M. [E] demande pour sa part l'allocation de la somme de 37 500 euros. Il allègue que le taux de 5% ne correspond ni au taux de 9% mentionné par l'expert à l'issue de la réunion, ni à l'intégralité des paramètres composant le déficit fonctionnel permanent, ni à son état séquellaire. Il affirme que le taux de 15% serait plus adapté notamment afin de prendre en compte l'intégralité des séquelles physiques, l'atteinte psychique, les souffrances et la perte de qualité de vie. Il précise que la persistance de la pseudarthrose démontre l'existence de ses douleurs. Il ajoute qu'il n'est plus le même, traumatisé par l'accident, hanté par la fragilité de la vie, sans élan vital et en repli social, malgré la prise d'antidépresseurs.
Réponse de la cour :
Il s'agit ici d'indemniser la réduction définitive du potentiel physique, psychosensoriel, ou intellectuel résultant de l'atteinte à l'intégrité anatomo-physiologique médicalement constatable, donc appréciable par un examen clinique approprié complété par l'étude des examens complémentaires produits, à laquelle s'ajoutent les phénomènes douloureux et les répercussions psychologiques, normalement liées à l'atteinte séquellaire décrite ainsi que les conséquences habituellement et objectivement liées à cette atteinte à la vie de tous les jours.
En l'espèce :
- l'expert a retenu un taux de 5%. Il précise que M. [E] est droitier et éprouve une limitation essentiellement en flexion dorsale et en flexion palmaire avec une légère réduction de la pronation côté droit et une limitation de l'inclinaison radiale franche par rapport au côté gauche. Il précise que la force musculaire pour les efforts de serrage est évaluée à 2/5 à droite et à 5/5 à gauche. Il relève un petit défaut d'ouverture de la première commissure droite. Aucune référence n'est faite à ce stade sur la douleur et la qualité de vie de M. [E].
- le Dr [H] conteste la perte de force de serrage en l'absence d'amyotrophie mais considère le taux de 5% équitable. Il avalise l'absence de constatation d'algodystrophie et donc de douleurs.
- La seconde opération de 2018 témoigne de la présence de pseudarthrose douloureuse. Selon le scanner du poignet droit du 6 février 2020, M. [E] présente des remaniements dégénératifs radio-carpiens, des séquelles traumatiques du scaphoide, des micro-arrachements ou séquelles au niveau de l'interligne radio-carpien. Selon le Dr [X], ces séquelles expliquent la symptomatologie douloureuse. Ces remaniements ont à nouveau été observés en 2021 selon l'arthroscanner du poignet droit. Des anomalies sont encore relevées en 2023 par scanner.
- le Dr [F] écrit le 27 janvier 2023 : 'nécessité de consultations en psychologie par un psychologue agréé'. L'origine de ces troubles n'est pas identifiée. Mme [T] [G], psychologue atteste que M. [E] s'est rendu à son rendez-vous de consultation le 13 juin 2023 mais aucune précision n'est apportée sur l'objet de la thérapie.
- L'épouse de M. [E] fait état d'un retentissement psychologique important.

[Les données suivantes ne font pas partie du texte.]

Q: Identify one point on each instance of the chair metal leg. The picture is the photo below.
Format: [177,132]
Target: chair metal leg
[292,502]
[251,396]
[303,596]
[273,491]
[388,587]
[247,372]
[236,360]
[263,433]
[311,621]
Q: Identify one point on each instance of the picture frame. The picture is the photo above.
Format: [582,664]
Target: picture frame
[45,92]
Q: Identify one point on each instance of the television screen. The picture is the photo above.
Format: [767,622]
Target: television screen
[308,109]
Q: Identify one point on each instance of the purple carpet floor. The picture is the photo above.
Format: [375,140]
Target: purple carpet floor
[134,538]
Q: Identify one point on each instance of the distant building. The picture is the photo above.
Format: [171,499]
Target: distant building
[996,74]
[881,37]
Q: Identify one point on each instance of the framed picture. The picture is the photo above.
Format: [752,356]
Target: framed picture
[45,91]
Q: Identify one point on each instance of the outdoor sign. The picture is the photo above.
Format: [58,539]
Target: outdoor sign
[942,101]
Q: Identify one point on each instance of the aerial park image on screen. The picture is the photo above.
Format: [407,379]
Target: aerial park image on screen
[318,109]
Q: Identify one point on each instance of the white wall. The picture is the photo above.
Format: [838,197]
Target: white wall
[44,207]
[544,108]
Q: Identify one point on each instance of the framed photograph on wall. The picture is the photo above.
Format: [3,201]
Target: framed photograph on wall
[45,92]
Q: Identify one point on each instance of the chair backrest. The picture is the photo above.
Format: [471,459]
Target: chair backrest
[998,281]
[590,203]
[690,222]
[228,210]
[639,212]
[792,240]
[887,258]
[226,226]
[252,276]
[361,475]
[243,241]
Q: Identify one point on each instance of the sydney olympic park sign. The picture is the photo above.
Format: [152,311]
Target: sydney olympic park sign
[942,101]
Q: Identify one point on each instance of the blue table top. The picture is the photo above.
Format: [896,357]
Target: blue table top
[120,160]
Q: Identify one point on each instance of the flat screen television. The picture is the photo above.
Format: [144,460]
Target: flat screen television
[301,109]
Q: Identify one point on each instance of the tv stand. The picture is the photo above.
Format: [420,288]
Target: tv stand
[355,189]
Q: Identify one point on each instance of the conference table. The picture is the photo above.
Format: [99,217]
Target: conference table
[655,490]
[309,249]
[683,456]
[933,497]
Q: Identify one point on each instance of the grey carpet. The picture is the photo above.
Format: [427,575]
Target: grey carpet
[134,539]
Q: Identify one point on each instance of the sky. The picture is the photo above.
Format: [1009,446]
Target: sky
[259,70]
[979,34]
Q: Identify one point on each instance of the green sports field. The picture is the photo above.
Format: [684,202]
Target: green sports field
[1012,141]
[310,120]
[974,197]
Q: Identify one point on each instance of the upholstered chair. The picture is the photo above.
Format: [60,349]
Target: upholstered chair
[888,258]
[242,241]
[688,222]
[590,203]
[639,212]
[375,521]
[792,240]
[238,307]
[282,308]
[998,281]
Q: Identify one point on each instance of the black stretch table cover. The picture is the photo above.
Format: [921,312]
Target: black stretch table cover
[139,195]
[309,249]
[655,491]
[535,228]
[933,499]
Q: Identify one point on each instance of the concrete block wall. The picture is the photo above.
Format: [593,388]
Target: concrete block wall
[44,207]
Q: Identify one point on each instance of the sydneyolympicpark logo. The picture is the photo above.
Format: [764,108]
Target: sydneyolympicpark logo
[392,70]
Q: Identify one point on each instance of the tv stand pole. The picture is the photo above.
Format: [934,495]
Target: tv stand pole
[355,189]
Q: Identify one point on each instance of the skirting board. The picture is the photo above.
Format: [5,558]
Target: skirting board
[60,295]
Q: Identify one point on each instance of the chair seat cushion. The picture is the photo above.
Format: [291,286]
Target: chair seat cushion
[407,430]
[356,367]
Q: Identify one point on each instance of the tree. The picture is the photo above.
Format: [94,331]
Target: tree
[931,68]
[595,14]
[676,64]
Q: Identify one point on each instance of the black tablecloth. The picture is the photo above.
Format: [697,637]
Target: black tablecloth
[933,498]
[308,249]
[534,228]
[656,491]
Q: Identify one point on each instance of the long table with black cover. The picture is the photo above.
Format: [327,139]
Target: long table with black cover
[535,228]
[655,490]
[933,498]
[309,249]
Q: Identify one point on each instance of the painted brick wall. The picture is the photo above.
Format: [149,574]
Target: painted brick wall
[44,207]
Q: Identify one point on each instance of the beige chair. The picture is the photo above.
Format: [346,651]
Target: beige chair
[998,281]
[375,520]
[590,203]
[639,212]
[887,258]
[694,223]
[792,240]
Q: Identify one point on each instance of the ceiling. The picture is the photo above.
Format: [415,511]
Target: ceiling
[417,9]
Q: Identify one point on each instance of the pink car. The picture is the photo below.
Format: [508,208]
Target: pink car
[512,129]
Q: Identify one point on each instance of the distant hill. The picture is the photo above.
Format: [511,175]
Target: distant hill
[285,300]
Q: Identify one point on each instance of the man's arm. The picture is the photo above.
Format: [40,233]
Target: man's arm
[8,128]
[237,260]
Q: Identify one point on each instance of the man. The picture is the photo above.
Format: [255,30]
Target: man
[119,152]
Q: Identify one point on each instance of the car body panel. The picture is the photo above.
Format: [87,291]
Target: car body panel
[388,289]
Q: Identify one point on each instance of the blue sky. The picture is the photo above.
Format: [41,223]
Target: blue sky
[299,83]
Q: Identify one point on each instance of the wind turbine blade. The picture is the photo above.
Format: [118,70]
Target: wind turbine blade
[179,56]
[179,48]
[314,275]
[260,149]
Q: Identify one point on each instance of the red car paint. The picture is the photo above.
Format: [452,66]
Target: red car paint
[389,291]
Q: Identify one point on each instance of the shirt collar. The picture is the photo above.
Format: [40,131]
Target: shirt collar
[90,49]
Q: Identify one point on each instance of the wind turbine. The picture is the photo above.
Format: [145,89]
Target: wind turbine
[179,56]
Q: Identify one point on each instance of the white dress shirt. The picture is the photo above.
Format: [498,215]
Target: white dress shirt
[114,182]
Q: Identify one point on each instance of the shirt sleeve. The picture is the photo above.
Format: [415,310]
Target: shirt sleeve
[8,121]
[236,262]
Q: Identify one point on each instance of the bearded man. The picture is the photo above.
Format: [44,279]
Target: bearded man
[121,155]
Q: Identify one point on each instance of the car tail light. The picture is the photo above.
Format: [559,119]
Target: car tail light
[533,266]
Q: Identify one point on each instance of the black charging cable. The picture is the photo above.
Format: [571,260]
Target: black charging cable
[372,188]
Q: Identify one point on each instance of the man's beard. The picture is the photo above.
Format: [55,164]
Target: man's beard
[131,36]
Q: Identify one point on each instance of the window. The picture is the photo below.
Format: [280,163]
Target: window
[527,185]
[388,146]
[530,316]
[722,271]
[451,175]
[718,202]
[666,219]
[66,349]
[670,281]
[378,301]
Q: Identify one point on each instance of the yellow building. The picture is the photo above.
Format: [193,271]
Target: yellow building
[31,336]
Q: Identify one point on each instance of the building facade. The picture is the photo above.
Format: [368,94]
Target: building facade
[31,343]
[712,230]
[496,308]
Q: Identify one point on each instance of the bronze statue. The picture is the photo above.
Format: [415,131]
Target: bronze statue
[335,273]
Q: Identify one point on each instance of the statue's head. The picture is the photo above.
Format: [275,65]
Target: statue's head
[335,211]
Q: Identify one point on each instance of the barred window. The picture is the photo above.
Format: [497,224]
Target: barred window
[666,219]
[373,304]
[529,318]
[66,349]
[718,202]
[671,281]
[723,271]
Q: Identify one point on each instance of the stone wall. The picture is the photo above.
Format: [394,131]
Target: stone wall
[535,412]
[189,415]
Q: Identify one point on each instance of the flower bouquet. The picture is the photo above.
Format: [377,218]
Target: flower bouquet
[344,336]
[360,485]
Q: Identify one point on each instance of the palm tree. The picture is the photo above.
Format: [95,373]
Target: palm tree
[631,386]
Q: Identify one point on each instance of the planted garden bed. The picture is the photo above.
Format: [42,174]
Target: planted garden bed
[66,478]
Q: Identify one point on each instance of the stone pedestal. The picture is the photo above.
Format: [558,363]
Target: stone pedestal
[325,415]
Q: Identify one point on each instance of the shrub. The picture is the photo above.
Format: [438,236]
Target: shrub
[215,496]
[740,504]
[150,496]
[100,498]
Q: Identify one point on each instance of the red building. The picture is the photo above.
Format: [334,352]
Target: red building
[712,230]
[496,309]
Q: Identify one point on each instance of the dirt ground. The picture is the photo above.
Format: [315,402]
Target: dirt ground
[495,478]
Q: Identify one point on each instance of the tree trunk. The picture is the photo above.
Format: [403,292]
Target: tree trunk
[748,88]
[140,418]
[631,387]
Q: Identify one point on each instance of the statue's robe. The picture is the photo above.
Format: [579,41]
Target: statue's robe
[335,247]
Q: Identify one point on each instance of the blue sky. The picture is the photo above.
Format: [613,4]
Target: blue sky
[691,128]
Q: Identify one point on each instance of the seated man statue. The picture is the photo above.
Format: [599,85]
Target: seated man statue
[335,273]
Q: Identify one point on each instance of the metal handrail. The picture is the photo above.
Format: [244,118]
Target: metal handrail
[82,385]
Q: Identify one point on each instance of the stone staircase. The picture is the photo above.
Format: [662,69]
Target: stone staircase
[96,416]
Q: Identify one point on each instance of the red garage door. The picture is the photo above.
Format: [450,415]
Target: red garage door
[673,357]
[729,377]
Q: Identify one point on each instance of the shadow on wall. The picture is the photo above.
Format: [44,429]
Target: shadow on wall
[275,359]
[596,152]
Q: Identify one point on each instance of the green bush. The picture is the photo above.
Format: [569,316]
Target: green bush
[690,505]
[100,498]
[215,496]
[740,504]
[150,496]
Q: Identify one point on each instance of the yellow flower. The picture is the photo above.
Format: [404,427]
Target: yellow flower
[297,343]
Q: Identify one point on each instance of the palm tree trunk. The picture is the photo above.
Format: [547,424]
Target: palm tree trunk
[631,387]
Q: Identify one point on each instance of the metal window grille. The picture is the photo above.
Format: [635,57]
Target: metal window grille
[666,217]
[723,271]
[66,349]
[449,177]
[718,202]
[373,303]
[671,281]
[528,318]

Il se déduit de ces éléments que l'expert judiciaire n'a pas pris en compte dans la fixation du taux d'incapacité toutes les composantes potentielles du déficit fonctionnel permanent telles que la souffrance, le déficit psychique et les troubles dans les conditions d'existence.
La cour relève que la persistance de douleurs est démontrée. Par conséquent, eu égard à ses éléments, la cour retiendra un taux de 9%.
M. [E] est né en [Date naissance 9] 1980 et la consolidation est intervenue en juin 2019, il avait donc 39 ans.
Compte tenu de l'âge de la victime lors de la consolidation, 38 ans, du taux de 9%, une valeur du point de 2 035, ce poste sera fixé à la somme de 18 315 euros.
Par conséquent, la cour infirme le jugement dont appel et fixe le poste de préjudice du déficit fonctionnel permanent à la somme de 18 315 euros.
13/ Sur l'évaluation du préjudice esthétique permanent,
Le jugement déféré a fixé ce poste de préjudice à la somme de 2 500 euros.
La GMF sollicite l'infirmation du jugement et la fixation de ce poste à la somme de 2 000 euros en précisant que l'expert a retenu la cotation de 1,5/7 et en affirmant que la somme de 2 500 euros est de fait excessive.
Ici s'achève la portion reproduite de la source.